Moving to Tokyo, she was also drawn to leftist political movement and became involved with a leading female proletarian literature movement novelist Chūjō Yuriko.
In 1924, after Chūjō divorced her husband, the two women began to live together, and from 1927–1930, traveled together to the Soviet Union, where they studied the Russian language and literature, and developed a friendship with a noted movie director Sergei Eisenstein.
While Yuasa has also been romantically linked to writer Tamura Toshiko among others, Chūjō is said to have been the love of Yuasa's life. 
Yuasa was never again romantically linked to another woman after Chūjō's marriage to proletarian author and Japan Communist Party leader Miyamoto Kenji , although in an interview later in life Yuasa said that the word "lesbian" (rezubian/レズビアン) applied to her.
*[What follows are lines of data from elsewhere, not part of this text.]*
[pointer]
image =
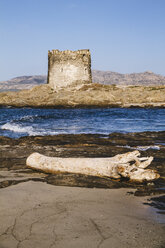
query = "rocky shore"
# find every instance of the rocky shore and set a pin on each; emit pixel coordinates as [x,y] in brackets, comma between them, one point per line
[92,211]
[86,95]
[14,153]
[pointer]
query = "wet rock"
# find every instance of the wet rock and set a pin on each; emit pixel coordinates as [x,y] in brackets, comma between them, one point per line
[13,154]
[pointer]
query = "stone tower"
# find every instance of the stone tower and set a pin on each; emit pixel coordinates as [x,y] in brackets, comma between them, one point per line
[67,67]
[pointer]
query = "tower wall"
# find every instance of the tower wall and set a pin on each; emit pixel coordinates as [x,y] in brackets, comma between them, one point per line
[67,67]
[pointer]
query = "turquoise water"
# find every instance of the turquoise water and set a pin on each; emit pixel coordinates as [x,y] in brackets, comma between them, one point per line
[26,121]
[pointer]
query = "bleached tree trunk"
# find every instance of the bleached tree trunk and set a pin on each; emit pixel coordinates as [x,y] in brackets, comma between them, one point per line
[123,165]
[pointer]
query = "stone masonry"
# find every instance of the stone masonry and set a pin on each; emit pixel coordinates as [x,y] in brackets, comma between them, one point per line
[67,67]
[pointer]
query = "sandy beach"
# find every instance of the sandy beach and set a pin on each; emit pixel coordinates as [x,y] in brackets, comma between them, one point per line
[35,214]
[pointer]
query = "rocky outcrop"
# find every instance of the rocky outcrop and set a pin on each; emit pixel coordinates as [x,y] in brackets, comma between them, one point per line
[103,77]
[14,152]
[86,95]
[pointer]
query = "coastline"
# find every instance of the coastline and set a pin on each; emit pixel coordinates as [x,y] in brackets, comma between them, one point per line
[86,96]
[35,213]
[69,210]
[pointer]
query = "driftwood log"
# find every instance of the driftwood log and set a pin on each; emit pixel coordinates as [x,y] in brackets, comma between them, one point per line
[128,165]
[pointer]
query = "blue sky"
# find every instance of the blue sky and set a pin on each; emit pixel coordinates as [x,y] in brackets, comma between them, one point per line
[123,35]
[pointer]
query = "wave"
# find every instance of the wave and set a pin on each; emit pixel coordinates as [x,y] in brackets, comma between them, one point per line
[17,128]
[27,130]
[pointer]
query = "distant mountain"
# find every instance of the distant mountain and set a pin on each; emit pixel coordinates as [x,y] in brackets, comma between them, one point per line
[145,78]
[20,83]
[104,77]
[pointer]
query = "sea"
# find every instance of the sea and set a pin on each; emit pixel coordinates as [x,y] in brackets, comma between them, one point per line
[18,122]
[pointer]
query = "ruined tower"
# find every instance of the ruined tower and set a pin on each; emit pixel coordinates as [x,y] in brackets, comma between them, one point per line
[67,67]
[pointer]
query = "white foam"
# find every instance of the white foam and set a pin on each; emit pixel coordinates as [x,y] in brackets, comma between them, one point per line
[17,128]
[27,129]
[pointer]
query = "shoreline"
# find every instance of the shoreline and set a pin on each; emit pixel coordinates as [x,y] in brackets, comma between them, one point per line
[53,216]
[92,95]
[69,210]
[14,152]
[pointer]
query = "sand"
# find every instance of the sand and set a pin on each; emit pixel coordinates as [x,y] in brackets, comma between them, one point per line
[36,214]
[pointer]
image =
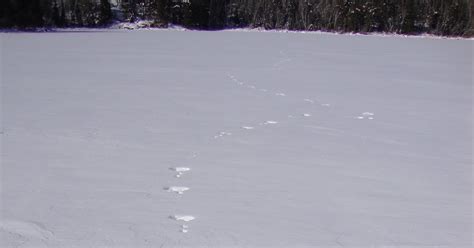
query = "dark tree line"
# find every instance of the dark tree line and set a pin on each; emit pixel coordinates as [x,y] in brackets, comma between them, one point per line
[444,17]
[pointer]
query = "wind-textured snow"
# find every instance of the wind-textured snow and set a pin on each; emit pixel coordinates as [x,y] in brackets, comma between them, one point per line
[278,139]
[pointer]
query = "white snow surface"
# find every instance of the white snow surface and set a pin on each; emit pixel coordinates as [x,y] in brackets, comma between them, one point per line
[92,120]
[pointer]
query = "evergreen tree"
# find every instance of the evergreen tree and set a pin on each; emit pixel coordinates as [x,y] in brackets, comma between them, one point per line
[105,15]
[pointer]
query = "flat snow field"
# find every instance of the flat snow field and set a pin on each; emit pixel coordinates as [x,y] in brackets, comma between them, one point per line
[235,139]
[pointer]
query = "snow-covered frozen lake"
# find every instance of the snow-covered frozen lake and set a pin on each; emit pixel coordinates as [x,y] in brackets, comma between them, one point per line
[235,139]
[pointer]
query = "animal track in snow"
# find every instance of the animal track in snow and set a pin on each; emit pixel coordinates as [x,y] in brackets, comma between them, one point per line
[177,189]
[270,123]
[180,170]
[185,218]
[368,115]
[222,134]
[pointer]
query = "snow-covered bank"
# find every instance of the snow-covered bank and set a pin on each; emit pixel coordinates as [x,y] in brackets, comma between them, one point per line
[235,139]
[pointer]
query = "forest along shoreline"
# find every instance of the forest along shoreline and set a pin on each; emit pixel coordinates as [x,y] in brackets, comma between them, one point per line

After their return to Japan and after Chūjō remarried, Yuasa continued with her translation work of Russian authors, especially the works of Maxim Gorky, Anton Chekhov and Samuil Marshak. She is especially known for her translation of Chekhov's The Cherry Orchard. Yuasa died in 1990, and her grave is at Tōkei-ji, a temple in Kamakura.
After her death, the Yasa Yoshiko Prize was established for the best translation of a foreign language stage play into Japanese.
Yuriko,Dasvidaniya is a 2011 drama film, depicting a brief period in 1924. The film is based on two of Yuriko's autobiographical novels, Nobuko and Futatsu no niwa, and on Hitomi Sawabe's non-fiction novel Yuriko, dasvidaniya: Yuasa Yoshiko no seishun.